The plants and trees were all wrong. There was no trail or ground, just thick vegetation with no discernable path. This didn’t seem to bother Ocelotl who smugly on a large rock. The heat was pervasive.


“What is this place,” Frode said.


“Tenochtitlan,” he answered.


The walked for a few moments before Forde could discern they were descending a mountain. The terrain became wetter and wetter as they came down until they reached the base and came upon a massive lake. There a man, not a warrior like Ocelotl’s men, waited on a long canoe. The warriors barely acknowledged him as they boarded talking idly amongst themselves. The man rowed silently under the hot sun.
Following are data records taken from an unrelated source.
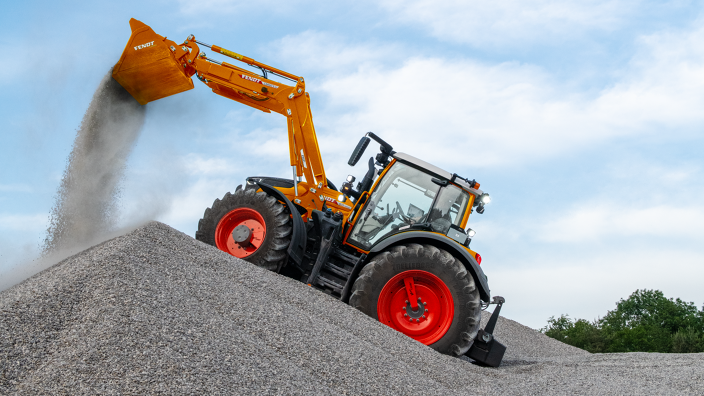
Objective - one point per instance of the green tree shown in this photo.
(646, 321)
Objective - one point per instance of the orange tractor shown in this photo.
(396, 246)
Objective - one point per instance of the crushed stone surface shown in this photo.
(157, 312)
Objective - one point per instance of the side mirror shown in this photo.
(358, 151)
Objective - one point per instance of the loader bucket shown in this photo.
(147, 68)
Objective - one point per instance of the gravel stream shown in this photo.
(157, 312)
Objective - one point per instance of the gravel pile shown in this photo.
(156, 312)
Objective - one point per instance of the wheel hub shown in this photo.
(419, 313)
(434, 311)
(240, 232)
(242, 235)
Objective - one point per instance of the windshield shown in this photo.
(403, 197)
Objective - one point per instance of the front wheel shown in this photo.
(423, 292)
(249, 225)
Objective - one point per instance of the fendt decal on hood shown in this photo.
(258, 81)
(332, 200)
(145, 45)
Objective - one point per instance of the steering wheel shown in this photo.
(398, 213)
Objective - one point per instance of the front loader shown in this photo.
(395, 246)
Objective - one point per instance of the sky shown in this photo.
(583, 120)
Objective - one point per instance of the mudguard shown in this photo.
(298, 236)
(442, 242)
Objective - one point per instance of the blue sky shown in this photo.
(583, 119)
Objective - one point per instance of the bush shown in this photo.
(580, 333)
(645, 322)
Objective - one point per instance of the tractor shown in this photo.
(395, 245)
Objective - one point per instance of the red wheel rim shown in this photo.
(435, 297)
(249, 218)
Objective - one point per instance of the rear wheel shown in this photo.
(423, 292)
(250, 225)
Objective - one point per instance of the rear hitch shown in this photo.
(486, 350)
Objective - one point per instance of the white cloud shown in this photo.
(508, 113)
(603, 222)
(513, 22)
(15, 188)
(315, 52)
(201, 166)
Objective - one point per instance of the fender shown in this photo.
(298, 235)
(442, 242)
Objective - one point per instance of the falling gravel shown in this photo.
(87, 199)
(156, 312)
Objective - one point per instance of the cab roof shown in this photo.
(435, 171)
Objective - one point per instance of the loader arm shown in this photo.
(153, 67)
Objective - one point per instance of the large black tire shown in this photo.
(272, 253)
(467, 309)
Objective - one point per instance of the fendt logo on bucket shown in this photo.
(145, 45)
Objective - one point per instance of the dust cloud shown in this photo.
(86, 207)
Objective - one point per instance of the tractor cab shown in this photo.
(412, 195)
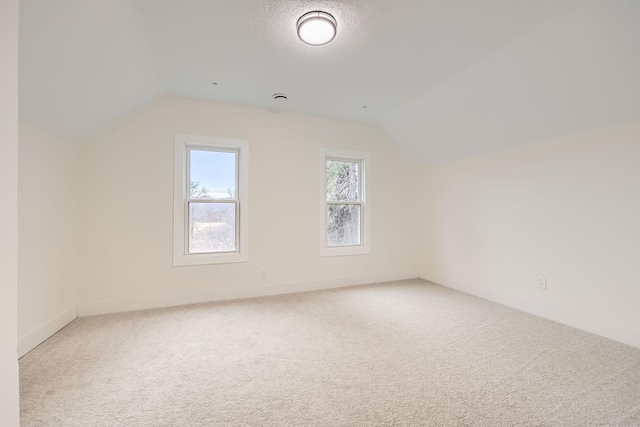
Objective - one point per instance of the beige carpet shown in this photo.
(405, 353)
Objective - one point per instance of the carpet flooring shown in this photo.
(406, 353)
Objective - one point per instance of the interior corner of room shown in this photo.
(505, 165)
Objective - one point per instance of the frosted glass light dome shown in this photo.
(317, 28)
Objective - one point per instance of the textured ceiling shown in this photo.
(445, 79)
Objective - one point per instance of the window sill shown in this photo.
(344, 251)
(207, 259)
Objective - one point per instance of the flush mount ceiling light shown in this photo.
(317, 28)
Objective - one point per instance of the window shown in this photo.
(345, 203)
(210, 200)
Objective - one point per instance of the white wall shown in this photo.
(125, 208)
(8, 212)
(48, 252)
(567, 209)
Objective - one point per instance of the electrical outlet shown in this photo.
(542, 283)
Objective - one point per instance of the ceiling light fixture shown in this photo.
(317, 28)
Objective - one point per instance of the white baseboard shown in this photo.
(117, 306)
(582, 321)
(46, 330)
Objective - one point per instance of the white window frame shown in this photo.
(182, 144)
(365, 215)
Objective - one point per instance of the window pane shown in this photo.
(343, 225)
(342, 181)
(212, 175)
(212, 227)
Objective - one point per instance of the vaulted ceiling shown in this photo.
(445, 79)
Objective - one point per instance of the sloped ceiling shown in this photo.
(446, 79)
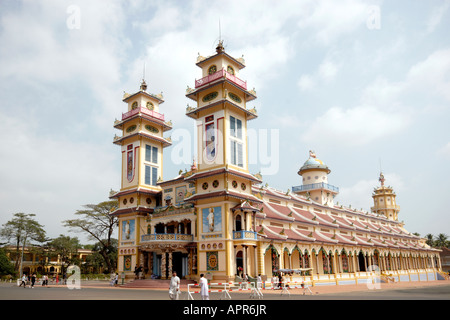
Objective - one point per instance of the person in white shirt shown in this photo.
(174, 289)
(204, 287)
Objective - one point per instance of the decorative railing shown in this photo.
(167, 237)
(244, 235)
(145, 111)
(220, 74)
(314, 186)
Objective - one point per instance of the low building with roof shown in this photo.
(221, 220)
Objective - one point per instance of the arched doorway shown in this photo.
(239, 263)
(361, 261)
(238, 222)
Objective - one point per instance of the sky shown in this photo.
(365, 84)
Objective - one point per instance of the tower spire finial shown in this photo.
(220, 47)
(143, 84)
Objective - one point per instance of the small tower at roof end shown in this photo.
(384, 200)
(315, 181)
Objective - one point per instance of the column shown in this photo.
(169, 265)
(255, 255)
(163, 265)
(244, 258)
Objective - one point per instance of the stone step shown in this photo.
(155, 283)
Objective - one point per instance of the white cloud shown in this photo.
(436, 16)
(331, 19)
(444, 151)
(326, 72)
(353, 127)
(306, 82)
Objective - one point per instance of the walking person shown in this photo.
(33, 280)
(306, 288)
(204, 292)
(174, 289)
(24, 281)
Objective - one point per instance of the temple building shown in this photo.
(221, 220)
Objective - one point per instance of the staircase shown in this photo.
(155, 284)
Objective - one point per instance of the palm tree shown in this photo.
(430, 240)
(441, 240)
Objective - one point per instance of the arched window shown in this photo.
(238, 222)
(212, 69)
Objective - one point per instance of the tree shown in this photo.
(6, 267)
(441, 240)
(21, 229)
(430, 240)
(67, 249)
(99, 225)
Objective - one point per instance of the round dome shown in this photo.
(313, 163)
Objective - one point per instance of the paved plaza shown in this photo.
(101, 290)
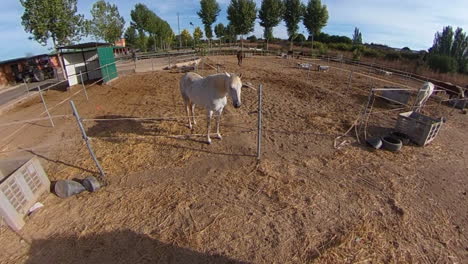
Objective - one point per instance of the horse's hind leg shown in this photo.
(218, 120)
(193, 114)
(187, 107)
(208, 125)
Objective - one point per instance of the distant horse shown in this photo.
(240, 56)
(211, 93)
(423, 95)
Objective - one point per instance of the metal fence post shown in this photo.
(45, 106)
(86, 139)
(27, 87)
(84, 87)
(259, 120)
(350, 80)
(107, 74)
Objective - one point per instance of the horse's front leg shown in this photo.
(193, 114)
(208, 125)
(218, 120)
(187, 107)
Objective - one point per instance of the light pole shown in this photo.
(193, 33)
(178, 27)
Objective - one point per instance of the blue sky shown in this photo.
(397, 23)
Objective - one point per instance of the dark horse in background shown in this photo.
(240, 56)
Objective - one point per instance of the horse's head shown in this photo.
(235, 85)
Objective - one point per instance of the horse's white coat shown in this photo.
(211, 93)
(423, 95)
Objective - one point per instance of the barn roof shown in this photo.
(87, 45)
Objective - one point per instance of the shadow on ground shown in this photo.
(124, 246)
(113, 127)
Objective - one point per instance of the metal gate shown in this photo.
(107, 62)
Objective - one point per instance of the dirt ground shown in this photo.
(171, 198)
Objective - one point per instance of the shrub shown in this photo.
(410, 55)
(372, 53)
(252, 39)
(341, 46)
(357, 54)
(442, 63)
(391, 55)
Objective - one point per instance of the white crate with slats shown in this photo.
(20, 190)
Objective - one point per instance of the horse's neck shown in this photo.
(219, 84)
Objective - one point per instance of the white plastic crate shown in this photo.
(20, 190)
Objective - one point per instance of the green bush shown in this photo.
(357, 54)
(341, 46)
(391, 55)
(442, 63)
(409, 55)
(372, 53)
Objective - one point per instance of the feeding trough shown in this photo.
(395, 96)
(421, 129)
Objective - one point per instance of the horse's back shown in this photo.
(187, 81)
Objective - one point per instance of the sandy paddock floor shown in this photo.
(178, 200)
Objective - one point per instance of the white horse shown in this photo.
(423, 95)
(211, 93)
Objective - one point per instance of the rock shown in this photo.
(91, 184)
(67, 188)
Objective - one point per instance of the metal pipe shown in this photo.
(259, 121)
(84, 87)
(45, 106)
(86, 139)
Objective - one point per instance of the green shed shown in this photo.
(94, 60)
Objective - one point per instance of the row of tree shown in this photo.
(58, 20)
(242, 15)
(449, 53)
(147, 30)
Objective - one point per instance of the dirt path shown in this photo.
(179, 200)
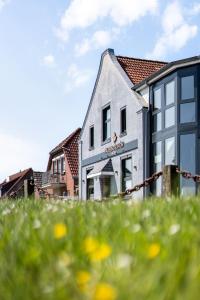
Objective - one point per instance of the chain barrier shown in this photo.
(155, 176)
(188, 175)
(145, 183)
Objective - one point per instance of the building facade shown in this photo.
(142, 115)
(112, 142)
(61, 177)
(174, 114)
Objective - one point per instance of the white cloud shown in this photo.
(17, 154)
(49, 60)
(3, 3)
(195, 10)
(176, 31)
(76, 77)
(84, 13)
(100, 39)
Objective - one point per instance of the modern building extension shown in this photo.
(143, 114)
(61, 177)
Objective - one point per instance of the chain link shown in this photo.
(188, 175)
(145, 183)
(155, 176)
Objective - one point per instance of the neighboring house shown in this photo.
(18, 185)
(112, 142)
(61, 178)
In the distance a massive structure began to take form. What he had thought had been a series of hills jutting out of the water where large stone structures on an island. Smaller buildings floated on the water itself around it. Then as they approached, he saw the hordes of people that were amassed there.
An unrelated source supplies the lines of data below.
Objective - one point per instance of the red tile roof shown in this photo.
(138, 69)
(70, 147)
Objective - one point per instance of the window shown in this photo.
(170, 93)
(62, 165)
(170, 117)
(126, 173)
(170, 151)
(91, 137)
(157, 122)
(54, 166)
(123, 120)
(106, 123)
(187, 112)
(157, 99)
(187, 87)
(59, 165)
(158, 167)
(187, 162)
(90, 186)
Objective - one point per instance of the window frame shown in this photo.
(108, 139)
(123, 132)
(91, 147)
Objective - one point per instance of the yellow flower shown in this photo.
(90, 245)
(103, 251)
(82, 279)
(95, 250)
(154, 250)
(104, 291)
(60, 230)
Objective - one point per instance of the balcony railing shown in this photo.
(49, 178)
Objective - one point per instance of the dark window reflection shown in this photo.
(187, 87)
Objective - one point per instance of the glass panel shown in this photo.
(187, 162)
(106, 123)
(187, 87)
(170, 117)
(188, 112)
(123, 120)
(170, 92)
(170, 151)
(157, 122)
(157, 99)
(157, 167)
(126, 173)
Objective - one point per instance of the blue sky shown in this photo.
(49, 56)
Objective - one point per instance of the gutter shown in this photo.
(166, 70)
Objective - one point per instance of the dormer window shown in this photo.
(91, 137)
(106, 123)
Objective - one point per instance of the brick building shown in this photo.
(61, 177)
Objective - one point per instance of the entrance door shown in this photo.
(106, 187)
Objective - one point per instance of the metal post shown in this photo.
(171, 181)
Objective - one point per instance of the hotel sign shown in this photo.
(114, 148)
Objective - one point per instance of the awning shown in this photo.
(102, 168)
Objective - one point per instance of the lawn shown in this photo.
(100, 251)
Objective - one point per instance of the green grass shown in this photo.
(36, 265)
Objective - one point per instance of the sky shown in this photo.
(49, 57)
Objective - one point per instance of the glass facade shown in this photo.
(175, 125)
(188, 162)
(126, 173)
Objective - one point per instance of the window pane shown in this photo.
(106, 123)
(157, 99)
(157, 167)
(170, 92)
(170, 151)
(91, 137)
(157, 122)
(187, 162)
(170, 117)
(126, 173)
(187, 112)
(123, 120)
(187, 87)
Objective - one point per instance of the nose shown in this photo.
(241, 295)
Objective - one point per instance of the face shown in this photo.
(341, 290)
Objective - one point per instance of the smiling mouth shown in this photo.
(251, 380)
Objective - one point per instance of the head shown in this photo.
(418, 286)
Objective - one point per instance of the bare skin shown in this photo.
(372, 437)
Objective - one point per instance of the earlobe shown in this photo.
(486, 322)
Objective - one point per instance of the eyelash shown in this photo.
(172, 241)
Their canoe drifted through the water towards the city slowly and at an angle until it found a canal to enter the city. People waved happily at Ocelotl but stared at Frode as they drifted past. They were all miniscule stature; the women wore long skirts and the men loincloths similar to Oceltol. None wore shoes, not a single boot in sight. As a result, their feet dirty with sand or mud.
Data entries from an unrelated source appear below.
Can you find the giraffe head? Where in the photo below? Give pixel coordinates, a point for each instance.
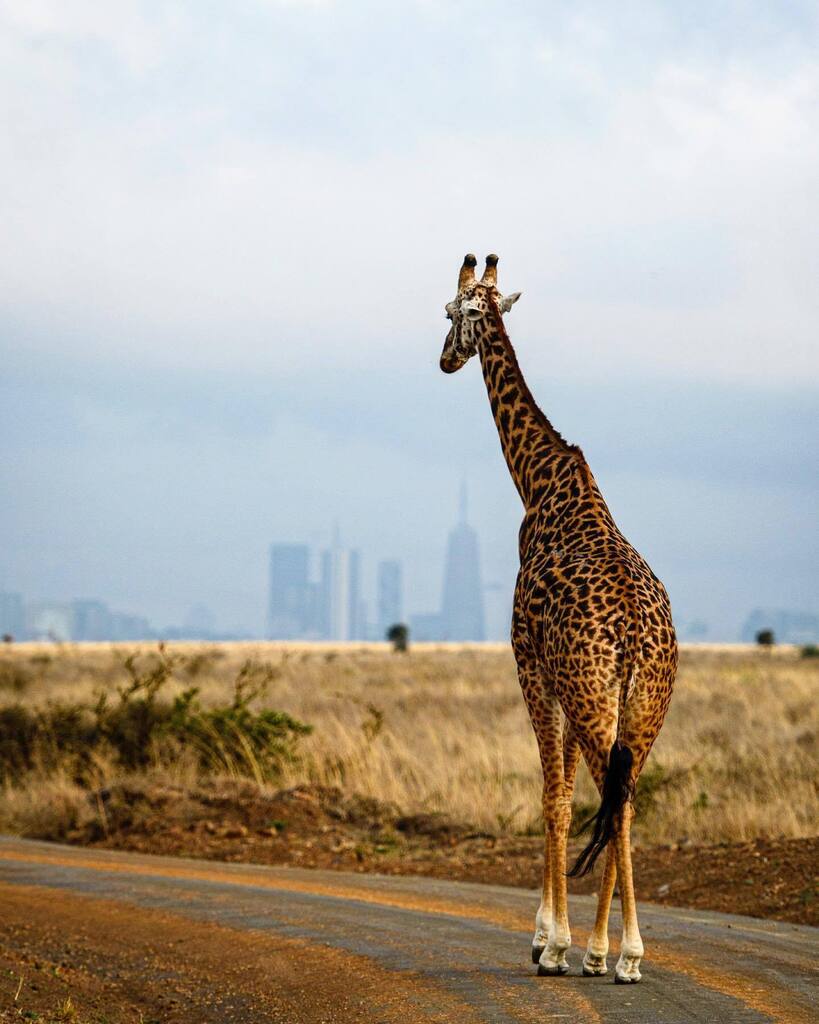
(470, 310)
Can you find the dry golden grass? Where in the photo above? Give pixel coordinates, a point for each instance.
(445, 729)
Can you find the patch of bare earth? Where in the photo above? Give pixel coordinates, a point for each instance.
(314, 826)
(62, 962)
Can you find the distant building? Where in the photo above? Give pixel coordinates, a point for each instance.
(91, 621)
(49, 622)
(290, 596)
(340, 605)
(12, 615)
(789, 626)
(200, 623)
(389, 595)
(427, 628)
(462, 608)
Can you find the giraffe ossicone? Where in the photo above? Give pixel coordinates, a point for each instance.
(592, 633)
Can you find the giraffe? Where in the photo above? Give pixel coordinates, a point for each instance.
(592, 635)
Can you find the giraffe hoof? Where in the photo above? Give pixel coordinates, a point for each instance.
(594, 965)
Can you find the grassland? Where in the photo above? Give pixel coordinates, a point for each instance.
(434, 730)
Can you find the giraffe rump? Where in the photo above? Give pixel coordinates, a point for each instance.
(617, 790)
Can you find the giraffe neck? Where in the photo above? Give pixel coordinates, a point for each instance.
(531, 445)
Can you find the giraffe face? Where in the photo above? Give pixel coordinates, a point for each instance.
(472, 312)
(468, 313)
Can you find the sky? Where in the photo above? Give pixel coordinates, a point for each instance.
(230, 230)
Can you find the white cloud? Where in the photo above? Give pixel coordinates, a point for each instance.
(658, 220)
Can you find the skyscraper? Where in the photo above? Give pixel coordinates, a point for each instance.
(90, 621)
(12, 615)
(390, 609)
(462, 610)
(340, 597)
(289, 610)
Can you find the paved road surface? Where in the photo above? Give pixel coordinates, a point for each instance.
(285, 944)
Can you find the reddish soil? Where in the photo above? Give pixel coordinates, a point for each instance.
(321, 827)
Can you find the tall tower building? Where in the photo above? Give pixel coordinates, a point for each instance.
(390, 604)
(289, 610)
(12, 615)
(462, 611)
(340, 597)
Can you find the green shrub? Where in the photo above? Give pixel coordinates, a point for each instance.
(143, 725)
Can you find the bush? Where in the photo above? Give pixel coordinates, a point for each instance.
(143, 726)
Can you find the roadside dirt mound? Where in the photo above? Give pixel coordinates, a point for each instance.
(320, 826)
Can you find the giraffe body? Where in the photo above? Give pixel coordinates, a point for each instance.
(592, 633)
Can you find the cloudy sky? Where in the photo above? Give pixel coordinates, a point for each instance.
(229, 231)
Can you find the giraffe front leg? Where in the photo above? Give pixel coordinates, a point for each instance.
(628, 969)
(594, 963)
(543, 920)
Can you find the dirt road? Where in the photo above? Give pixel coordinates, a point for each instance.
(205, 941)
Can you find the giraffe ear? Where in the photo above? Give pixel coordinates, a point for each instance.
(507, 301)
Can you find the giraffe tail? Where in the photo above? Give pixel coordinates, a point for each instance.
(617, 790)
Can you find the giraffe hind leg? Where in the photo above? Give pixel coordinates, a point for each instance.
(557, 818)
(594, 963)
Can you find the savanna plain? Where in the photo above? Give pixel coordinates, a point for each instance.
(361, 759)
(424, 763)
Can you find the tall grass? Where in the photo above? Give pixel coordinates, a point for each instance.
(446, 730)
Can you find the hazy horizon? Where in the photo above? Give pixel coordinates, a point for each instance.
(230, 237)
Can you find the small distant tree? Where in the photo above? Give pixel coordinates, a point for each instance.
(765, 638)
(398, 636)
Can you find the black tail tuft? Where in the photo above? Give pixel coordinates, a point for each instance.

They floated down to the center of the city, to the largest of the triangular structures. A crowd had gathered at the base. “You are fortunate Frode, today is a day of celebration.” Ocelotl said as they disembarked.

Atop the pyramid a man was brought out by two warriors dressed similarly to Oceltol. An enemy perhaps or someone very much disliked by the crowd’s reaction to his appearance. Another, more elaborately dressed man appeared from within the temple at its peak and the prisoner was laid upon a stone slab before him. Words were spoken that Frode couldn’t hear before a black knife was plunged into his abdomen. The priest removed his heart through the cut and raised it high for all to see. If he had screamed it could not be heard over the roar of the crowd. The body was then tossed down the steps of the pyramid and landed at the bottom joining the mangled heap of other bodies.


“Yes,” Oceltol said. “You are fortunate to honor Huitzilopochtli today,” the others who had come off their canoe seized Frode by the arms. “I’m sorry friend. I did not wish it to be this way, but the greatest of sacrifices will please the Turquoise Prince the most. You must understand, this was very hard for me.”


Frode struggled but then stopped. What would he do surround by all these vicious people? How to escape without a canoe? He had volunteered to come and this was his reward. They put in a chamber where many other unhappy souls awaited their fate. Forde prayed for forgiveness for all that he had done, for his own soul to join Him in heaven, for his family back home, his children who would grow up without a father.

He saw it then, amidst the fervor of his praying. What the future would bring and that of his children and his children’s children. Growing strong, exploring, conquering, expanding. Then one day upon these shores, a ship larger than any he had ever seen with men, not of his descendants but his people nonetheless, with weapons that any man could wield at the pull of a trigger. He saw it all in that moment, that with these men came the end of this city and its savage people. All fire, blood, chaos and destruction. Only after all that and not before, Christianity would reign.

And that thought, at least, gave him the greatest joy.